John Manners-Bell, chief executive of logistics consultancy Transport Intelligence, admitted to delegates at the International Materials Handling Exhibition in Birmingham this week that “if there’s going to be a detrimental impact on the UK economy, this would mean diminished growth prospects for the UK logistics industry.
“However, for freight forwarders, Brexit will add layers of complexity to supply chains and create a greater focus on international routes.
“It will quite possibly boost exports, lead to more reefer services and create more demand for port- and airport-centric distribution, as there will be a migration of some pan-European supply chains to intercontinental supply chains,” he said.
However, the economic impact of the Brexit votes remains unclear, as does Britain’s future relationship with Europe.
Three different possible scenarios are on the table: the Norwegian model of European Economic Association membership; a free-trade deal with the EU without tariffs on goods and services; and a similar deal based on the WTO, which Prof Manners-Bell described as the “default setting”.
“It is the way the UK trades with every other country except the EU, and goods are subject to a certain level of tariffs. All three scenarios have implications for supply chains,” he said.

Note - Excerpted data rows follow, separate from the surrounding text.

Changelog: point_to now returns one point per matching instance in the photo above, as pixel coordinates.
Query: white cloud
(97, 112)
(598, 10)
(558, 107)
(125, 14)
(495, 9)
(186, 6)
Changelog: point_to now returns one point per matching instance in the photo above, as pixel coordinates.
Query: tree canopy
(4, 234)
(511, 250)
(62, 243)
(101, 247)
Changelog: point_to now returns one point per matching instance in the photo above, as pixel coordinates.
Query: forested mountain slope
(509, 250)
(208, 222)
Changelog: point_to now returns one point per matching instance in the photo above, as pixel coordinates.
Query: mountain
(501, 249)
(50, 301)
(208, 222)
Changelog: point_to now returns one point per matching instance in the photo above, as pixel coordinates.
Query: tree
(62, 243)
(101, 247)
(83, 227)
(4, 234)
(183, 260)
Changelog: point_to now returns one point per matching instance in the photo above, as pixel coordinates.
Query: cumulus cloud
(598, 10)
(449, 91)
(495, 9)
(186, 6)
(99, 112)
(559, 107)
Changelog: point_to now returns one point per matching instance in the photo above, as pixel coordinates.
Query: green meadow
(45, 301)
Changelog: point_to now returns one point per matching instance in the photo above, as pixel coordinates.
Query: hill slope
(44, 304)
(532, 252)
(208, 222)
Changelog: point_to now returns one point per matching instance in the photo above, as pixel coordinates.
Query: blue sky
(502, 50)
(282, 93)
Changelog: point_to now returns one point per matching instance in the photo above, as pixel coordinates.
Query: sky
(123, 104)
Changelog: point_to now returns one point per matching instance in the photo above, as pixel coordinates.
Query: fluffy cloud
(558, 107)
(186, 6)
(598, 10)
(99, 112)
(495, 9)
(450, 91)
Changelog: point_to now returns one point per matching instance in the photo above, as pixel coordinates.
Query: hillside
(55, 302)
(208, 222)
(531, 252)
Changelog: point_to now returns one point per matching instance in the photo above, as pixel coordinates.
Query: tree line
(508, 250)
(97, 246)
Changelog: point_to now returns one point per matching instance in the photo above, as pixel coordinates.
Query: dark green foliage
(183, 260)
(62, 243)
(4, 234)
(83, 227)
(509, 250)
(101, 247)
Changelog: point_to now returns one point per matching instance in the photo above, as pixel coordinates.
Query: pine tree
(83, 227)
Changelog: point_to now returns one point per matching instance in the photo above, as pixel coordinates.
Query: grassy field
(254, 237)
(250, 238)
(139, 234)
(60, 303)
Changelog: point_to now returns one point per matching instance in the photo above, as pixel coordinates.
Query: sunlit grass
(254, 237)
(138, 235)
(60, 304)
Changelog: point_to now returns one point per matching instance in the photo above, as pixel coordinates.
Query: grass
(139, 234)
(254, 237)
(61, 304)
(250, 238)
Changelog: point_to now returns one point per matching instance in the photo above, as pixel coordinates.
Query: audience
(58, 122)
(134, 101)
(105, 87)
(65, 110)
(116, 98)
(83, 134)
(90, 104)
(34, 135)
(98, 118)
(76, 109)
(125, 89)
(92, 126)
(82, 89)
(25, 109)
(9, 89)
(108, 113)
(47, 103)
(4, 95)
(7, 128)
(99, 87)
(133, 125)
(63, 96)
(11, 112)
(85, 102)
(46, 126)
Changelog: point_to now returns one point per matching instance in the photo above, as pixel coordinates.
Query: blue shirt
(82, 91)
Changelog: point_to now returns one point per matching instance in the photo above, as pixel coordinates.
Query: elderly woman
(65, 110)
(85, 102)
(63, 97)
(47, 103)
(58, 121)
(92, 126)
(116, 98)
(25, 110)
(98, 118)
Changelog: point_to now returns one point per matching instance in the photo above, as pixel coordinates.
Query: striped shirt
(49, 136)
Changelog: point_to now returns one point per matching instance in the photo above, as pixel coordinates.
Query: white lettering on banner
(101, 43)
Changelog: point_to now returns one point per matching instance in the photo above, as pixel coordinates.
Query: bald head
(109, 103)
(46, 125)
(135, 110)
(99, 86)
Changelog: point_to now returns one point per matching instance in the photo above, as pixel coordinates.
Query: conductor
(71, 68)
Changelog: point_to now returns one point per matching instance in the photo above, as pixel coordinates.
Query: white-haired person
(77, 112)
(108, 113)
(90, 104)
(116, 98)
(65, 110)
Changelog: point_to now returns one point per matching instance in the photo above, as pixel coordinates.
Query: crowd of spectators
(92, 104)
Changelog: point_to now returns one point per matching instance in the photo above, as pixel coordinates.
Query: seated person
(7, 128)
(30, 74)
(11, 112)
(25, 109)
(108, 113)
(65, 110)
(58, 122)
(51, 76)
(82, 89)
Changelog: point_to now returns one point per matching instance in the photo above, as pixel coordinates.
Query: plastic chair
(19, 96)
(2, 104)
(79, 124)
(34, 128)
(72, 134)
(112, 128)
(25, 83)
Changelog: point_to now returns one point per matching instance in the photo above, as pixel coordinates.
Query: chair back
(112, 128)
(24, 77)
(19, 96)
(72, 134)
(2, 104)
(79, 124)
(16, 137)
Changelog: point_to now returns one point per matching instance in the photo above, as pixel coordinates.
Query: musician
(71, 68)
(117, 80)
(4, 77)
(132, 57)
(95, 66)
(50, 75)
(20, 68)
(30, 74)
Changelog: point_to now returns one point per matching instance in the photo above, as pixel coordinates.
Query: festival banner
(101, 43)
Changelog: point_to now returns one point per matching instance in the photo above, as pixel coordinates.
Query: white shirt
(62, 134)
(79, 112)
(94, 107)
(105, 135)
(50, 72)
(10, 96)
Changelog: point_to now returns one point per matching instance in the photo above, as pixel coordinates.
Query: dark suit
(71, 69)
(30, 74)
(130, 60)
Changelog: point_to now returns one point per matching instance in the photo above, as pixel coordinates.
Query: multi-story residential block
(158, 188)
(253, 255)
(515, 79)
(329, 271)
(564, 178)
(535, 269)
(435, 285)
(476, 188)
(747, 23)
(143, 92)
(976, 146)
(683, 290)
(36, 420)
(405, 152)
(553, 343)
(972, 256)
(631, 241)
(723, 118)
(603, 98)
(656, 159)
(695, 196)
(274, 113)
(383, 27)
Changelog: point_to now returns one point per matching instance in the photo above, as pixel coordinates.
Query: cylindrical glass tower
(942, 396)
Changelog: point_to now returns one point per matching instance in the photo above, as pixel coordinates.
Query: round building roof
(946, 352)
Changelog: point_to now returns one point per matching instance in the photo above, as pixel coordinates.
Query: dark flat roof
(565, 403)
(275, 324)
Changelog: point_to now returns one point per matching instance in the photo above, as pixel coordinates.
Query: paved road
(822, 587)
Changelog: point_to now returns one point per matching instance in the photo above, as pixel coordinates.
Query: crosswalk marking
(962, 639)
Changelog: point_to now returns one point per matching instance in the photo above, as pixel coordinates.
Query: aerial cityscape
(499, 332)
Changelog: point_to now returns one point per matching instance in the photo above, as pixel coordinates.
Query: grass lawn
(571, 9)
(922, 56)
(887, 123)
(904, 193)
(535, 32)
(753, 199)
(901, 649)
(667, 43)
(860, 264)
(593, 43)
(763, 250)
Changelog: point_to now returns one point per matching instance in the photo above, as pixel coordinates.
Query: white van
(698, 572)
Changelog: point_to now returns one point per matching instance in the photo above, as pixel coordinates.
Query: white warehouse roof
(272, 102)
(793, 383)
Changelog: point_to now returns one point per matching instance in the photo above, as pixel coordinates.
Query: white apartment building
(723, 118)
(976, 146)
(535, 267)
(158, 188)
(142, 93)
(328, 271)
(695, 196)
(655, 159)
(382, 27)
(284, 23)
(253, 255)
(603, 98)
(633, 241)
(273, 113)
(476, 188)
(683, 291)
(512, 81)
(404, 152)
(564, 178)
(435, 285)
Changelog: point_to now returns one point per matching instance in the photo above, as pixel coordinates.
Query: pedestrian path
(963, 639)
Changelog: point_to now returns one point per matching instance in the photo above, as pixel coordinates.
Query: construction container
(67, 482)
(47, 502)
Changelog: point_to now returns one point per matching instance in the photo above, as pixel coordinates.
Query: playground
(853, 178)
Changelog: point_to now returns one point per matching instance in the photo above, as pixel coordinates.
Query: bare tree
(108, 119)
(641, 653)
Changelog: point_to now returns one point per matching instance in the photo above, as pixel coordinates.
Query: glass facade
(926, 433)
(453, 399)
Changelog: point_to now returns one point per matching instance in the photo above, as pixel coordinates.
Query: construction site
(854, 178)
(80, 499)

The industry likely to be most affected by the vote would be agriculture, he said, with imports accounting for around 40% of the UK’s food consumption.
“We are likely to see some very significant changes in this area, largely because many products we currently import from the EU under the Common Agricultural Policy are much cheaper in the global market. I would expect to see, for example, far more grain from the US being imported, which will mean more volumes for shipping lines and more reefer and perishable cargo.
“We are also likely to see more intensive logistics because the journeys are going to be longer and will require more organisation by freight forwarders,” he added.
However, he also warned that cross-Channel ferry freight movements could decline as a result.
Another sector likely to see significant change is automotive, which currently sees the UK running a £10bn annual trade deficit with EU trading partners, despite the fact that the UK exports some 70% of its production.
How this changes will largely depend on future tariff structure, said Prof Manners-Bell.
“In my mind, any future trade agreement would be tariff-free for automotive goods – it’s in German carmakers’ interests to retain the status quo– in fact, it’s in no one’s interest to have tariffs imposed.”
Currently some 30% of the UK’s automotive imports – mostly components – come from outside the EU and he claimed that the biggest challenge post-Brexit would be just-in-time movements.
Another area likely to see a big change will be customs: “I just cannot see the UK remaining part of the customs union without being part of the EU; it just doesn’t make sense,” he said.